7) Just because she chose you, doesn’t mean she thinks you’re perfect. At first, the rush from the realization that you “bagged a good one” will get you to treat her right. But after a while, you get used to the beauty, choose to see the character as commonplace, and basically forget that your life has been graced by the presence of a jewel… and that it could slip through your fingers at any time. Well, this woman could have chosen any man in the world, but she chose you. That doesn’t mean you can act any old kind of way. If you act a fool, she will get tired of your foolery one day.
8) If the words “I’ll leave you” ever escape from her lips, take note. They might not sound threatening, and they’re not supposed to be. But they are serious. And for her to get to the point where she actually says it out loud simply means she has one foot out the door and the other on a banana peel. Women are strong. Very strong. You might push certain buttons once, twice… a hundred times, but there is a limit. Realize what you did just before she mouthed these dangerous words, and correct it.

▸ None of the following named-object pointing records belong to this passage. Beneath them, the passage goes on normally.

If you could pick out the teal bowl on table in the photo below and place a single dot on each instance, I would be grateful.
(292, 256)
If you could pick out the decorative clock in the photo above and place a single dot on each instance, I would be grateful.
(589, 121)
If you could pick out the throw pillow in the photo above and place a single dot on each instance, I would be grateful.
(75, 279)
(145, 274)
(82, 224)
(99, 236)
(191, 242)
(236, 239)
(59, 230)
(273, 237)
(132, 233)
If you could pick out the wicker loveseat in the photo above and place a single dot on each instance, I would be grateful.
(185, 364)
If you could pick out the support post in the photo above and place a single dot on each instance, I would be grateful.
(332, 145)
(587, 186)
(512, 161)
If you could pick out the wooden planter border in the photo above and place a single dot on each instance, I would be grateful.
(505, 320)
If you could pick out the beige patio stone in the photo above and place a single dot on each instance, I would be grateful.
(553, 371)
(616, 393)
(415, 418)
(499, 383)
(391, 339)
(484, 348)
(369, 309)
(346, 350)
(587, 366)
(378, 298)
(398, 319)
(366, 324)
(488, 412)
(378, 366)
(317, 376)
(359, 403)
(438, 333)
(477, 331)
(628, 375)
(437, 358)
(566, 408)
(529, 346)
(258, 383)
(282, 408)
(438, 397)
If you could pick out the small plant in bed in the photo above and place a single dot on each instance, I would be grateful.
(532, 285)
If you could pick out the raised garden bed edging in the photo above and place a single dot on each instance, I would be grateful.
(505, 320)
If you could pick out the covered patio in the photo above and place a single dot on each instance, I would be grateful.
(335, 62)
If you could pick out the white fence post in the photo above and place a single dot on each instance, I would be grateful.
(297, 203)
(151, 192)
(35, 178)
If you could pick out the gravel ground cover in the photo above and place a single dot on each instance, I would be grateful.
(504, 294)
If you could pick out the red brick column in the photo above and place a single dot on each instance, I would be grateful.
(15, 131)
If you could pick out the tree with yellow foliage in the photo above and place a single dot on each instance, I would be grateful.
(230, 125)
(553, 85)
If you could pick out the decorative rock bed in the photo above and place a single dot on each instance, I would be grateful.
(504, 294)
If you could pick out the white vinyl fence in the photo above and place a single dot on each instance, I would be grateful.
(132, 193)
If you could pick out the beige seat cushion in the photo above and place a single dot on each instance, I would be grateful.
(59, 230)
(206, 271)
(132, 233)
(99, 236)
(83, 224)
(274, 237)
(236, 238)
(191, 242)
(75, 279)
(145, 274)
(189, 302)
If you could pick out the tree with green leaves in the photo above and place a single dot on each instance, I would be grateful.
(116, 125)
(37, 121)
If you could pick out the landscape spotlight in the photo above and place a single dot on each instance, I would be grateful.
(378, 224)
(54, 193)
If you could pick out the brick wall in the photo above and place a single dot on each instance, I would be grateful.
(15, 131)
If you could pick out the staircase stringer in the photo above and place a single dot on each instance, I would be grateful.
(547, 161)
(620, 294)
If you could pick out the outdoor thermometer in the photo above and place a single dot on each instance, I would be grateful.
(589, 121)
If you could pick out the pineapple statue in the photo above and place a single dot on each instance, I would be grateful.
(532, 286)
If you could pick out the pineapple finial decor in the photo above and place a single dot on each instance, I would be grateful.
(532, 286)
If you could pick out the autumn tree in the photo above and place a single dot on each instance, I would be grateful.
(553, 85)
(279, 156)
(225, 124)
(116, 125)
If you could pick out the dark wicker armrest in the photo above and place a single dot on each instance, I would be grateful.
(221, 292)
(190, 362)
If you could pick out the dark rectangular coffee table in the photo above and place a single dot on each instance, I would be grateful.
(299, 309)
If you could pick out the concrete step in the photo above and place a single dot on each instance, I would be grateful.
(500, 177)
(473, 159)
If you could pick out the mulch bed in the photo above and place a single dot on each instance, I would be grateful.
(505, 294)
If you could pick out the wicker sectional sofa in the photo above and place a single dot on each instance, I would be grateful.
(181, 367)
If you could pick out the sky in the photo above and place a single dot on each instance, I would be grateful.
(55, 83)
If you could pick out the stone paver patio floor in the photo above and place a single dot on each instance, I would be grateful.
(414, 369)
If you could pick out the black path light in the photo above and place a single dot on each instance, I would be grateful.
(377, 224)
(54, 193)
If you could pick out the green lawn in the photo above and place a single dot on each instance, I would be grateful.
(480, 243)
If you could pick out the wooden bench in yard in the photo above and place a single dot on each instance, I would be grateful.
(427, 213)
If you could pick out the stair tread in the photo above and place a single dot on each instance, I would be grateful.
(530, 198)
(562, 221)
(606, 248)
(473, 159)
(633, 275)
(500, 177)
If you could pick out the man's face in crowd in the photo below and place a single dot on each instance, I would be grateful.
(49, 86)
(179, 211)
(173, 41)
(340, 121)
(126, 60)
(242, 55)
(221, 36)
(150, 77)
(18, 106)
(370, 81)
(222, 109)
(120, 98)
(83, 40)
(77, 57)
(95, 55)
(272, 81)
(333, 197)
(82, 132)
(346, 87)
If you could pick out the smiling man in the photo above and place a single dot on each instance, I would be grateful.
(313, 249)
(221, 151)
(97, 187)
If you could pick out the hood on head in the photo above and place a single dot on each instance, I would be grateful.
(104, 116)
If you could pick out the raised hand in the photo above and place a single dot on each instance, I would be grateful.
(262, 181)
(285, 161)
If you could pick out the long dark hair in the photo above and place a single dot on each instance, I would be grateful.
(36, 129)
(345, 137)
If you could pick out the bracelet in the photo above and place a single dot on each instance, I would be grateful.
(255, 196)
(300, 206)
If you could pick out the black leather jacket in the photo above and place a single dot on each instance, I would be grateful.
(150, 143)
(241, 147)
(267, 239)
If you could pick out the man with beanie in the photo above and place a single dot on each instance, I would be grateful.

9) You “need” her more than she “needs” you. I’m not a feminist, nor have I ever been one. And I’m not even great at math. But if the woman was created because the man needed help, then there is something that woman has that a man cannot do without. You need her prayers, her support, her input, her womb. She needs you, too, of course, but she was created for you. Now, if you want to think God took the time to put Adam out, perform surgery, take out his rib, and fashion a woman just because, then that’s your prerogative, but I put it to you that if you mistreat the woman that God brought to you, there will be repercussions and there will be regret.
10) Just because she’s saved doesn’t mean she doesn’t hurt. The fact that she stays doesn’t mean she can’t – or won’t – leave. She has options. Especially if there are no rings. And even with a hundred rings there are some options, few and far between though they be, for which the Word of God backs her up. Don’t you ever forget that.
Whoso findeth a wife findeth a good thing, and obtaineth favor from the Lord. Remember that you prayed for this gift, and know that the Giver is watching…
I’ll add a final word for all the dear husbands out there:
[You have covered] the altar of the LORD with tears, with weeping, and with crying out, because he regards not the offering any more, or receives it with good will at your hand. Yet you say, Why? Because the LORD has been witness between you and the wife of your youth, against whom you have dealt treacherously: yet is she your companion, and the wife of your covenant. – Malachi 2:13-14.